Returning to the gap between the One and the Many, it can be resolved by realizing the twofold nature of Aletheia. It's fairly clear that the Wachowski brothers took a stand in favor of Luijpen and Aletheia by letting the fight remain in a deadlock, because Aletheia actually encompasses both the One and the Many, as far as their basic elements are considered. By saying it encompasses both subjectivism and objectivism, we can then say two things about truth (Since it has Aletheia as a prerequisite.). Firstly, truth is relative, which agrees with the adherents to the Many. Despite this fact, truth may indeed be relative but it is not so in a relativistic manner. This is because truth does relate to a person, but this does not mean that what is true for one is automatically untrue for another.
Truth, in this case, is relative because truth is an event. When an event occurs, that event relates itself to those who are witness to it, and truth is communicated in this respect. Truth, after all, is anthropocentric (people-centered), and if this is the case, we cannot expect something to be true (in our milieu), but has yet to occur in that of another's milieu to be likewise true for them.

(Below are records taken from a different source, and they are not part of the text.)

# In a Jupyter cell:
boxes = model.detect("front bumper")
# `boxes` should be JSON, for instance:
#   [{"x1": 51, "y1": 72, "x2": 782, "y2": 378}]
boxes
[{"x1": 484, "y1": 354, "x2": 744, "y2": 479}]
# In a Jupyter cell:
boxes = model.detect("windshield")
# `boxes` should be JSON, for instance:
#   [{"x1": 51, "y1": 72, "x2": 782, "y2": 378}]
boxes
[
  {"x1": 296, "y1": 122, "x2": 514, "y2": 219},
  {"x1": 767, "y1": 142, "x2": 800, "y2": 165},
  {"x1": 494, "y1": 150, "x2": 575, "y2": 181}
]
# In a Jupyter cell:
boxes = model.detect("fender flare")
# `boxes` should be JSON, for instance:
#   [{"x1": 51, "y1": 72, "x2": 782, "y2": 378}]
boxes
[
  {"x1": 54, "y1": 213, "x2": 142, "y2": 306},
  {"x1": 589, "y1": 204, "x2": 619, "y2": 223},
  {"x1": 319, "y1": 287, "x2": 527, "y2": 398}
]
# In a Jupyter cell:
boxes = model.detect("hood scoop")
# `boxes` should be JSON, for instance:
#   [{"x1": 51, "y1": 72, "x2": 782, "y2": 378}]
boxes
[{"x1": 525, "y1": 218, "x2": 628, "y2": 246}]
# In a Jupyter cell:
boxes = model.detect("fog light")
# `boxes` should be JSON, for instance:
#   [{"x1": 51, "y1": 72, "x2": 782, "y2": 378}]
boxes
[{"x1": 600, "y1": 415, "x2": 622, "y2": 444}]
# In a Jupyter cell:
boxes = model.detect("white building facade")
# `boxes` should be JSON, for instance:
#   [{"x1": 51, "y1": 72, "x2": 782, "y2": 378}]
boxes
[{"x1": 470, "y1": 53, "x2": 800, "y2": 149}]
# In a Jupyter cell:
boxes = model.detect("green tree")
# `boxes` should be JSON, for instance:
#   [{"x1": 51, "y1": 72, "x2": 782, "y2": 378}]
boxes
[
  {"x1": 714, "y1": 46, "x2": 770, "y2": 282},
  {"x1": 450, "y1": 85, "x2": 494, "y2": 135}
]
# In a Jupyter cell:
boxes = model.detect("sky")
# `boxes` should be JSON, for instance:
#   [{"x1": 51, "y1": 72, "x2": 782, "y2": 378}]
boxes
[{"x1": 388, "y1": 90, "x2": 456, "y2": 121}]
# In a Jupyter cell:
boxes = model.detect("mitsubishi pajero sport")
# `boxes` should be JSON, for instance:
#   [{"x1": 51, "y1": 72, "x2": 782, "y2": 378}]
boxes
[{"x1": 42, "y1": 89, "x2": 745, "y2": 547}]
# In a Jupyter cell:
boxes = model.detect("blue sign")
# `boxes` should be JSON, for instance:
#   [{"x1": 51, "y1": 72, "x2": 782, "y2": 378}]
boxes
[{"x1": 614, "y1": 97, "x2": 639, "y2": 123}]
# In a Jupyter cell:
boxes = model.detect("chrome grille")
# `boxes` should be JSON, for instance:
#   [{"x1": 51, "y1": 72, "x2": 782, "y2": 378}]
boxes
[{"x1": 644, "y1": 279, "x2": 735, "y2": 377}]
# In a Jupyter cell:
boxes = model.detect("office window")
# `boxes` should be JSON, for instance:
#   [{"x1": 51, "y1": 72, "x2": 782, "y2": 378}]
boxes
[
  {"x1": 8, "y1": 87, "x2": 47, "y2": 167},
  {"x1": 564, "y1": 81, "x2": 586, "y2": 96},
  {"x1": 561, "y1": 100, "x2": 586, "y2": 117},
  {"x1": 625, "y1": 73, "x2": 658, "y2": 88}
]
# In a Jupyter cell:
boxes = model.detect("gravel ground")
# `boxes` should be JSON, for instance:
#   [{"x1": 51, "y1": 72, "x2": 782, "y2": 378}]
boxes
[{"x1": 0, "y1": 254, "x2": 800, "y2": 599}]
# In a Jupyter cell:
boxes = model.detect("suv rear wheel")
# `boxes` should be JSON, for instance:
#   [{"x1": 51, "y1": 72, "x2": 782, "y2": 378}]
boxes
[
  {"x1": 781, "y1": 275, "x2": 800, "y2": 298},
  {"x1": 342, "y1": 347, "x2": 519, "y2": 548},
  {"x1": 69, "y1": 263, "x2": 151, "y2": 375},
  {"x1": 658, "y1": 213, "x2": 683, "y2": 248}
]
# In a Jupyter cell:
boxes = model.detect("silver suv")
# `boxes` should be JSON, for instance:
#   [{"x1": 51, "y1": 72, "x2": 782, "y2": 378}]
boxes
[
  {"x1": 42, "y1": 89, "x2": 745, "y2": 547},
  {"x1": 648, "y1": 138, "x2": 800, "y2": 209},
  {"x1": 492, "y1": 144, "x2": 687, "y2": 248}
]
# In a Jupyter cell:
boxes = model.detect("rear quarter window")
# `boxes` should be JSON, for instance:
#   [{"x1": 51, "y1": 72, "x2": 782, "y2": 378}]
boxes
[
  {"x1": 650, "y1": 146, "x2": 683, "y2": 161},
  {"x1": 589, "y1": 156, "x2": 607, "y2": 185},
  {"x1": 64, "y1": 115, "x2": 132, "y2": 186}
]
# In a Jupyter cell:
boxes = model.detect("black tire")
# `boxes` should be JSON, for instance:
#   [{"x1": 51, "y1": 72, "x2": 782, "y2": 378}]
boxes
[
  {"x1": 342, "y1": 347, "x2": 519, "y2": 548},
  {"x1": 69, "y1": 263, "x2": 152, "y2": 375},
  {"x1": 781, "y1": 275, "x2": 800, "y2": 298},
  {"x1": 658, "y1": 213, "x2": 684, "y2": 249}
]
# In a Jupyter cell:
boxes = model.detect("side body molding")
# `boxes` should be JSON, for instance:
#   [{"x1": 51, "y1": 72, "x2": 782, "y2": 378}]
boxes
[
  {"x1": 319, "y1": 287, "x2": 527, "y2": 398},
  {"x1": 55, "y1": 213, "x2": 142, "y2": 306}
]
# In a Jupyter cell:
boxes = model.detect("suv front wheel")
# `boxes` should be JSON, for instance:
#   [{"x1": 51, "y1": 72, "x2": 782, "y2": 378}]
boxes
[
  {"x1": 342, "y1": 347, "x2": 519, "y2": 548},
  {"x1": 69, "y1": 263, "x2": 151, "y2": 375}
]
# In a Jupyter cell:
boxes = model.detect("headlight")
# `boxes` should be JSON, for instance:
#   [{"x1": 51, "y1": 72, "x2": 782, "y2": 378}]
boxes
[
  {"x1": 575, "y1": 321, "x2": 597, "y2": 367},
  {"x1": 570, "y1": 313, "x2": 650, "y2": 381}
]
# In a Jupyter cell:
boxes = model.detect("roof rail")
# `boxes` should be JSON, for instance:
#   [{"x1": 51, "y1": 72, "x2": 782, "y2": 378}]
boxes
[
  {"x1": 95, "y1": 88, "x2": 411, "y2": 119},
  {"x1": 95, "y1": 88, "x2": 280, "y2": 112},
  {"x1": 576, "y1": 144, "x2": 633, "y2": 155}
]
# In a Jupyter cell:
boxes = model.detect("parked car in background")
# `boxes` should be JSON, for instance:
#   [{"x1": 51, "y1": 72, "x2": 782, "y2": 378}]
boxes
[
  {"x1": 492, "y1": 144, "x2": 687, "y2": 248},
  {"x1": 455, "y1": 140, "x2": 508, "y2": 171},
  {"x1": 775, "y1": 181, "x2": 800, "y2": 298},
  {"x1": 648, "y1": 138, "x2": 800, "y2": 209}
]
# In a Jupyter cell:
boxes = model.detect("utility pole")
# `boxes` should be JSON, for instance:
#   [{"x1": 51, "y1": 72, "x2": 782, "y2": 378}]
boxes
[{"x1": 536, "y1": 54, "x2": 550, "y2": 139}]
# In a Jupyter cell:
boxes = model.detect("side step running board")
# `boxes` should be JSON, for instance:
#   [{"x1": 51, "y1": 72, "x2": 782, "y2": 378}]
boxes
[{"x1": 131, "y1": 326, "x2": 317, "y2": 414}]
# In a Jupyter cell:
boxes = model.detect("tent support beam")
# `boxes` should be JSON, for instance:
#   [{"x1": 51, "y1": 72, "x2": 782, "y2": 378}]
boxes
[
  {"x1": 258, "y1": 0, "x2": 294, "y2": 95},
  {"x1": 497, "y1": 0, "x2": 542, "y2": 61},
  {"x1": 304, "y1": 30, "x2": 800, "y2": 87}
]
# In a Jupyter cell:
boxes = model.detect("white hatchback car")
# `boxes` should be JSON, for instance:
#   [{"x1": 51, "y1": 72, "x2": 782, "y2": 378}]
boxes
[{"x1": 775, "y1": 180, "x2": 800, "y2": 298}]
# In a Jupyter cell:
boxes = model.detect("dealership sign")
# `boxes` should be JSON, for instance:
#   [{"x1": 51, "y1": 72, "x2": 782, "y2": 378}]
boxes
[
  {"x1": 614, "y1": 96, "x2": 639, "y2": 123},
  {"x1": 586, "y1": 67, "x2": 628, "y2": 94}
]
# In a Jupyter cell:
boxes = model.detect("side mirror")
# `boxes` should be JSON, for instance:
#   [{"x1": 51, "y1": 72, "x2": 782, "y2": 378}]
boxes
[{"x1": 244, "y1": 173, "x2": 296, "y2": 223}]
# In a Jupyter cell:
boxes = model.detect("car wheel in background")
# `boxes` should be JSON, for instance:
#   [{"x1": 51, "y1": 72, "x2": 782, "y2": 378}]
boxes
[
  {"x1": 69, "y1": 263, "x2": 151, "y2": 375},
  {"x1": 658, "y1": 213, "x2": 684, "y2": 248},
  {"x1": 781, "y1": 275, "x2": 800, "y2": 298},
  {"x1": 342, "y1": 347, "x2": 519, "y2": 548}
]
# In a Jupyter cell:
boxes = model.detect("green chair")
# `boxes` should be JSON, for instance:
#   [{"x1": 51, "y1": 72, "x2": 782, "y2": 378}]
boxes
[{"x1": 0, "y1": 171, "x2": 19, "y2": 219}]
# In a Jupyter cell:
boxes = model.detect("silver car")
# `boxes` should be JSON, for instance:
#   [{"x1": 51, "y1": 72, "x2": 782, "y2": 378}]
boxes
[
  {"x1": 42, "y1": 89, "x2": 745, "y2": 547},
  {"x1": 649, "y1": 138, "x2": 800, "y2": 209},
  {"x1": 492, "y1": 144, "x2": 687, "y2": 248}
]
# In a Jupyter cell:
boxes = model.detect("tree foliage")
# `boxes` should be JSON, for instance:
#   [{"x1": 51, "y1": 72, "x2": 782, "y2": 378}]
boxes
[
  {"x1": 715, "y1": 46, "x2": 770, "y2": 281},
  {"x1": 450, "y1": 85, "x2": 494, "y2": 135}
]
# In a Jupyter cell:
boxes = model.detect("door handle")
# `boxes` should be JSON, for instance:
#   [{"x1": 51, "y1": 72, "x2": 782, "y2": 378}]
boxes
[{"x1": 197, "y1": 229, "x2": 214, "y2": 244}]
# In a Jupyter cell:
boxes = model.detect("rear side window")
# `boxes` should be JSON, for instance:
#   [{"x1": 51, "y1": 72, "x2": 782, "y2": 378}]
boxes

On the flip side, we can say that truth is absolute, but not in an absolutistic manner. Truth cannot be absolutistic in a Platonic sense, because truth is a never-finished event. If truth were absolutistic, then truth is already fixed, immutable, and finished for all time (A complete contradiction to the notion that truth is never-finished.). This absolutistic notion conforms to the idea of the World of Eidos, an idea that goes against the grain of unconcealment, since unconcealment works in temporality. If truth were absolutistic, what is the need to unconceal anything? It is already immutably true to begin with, from past, present, to future.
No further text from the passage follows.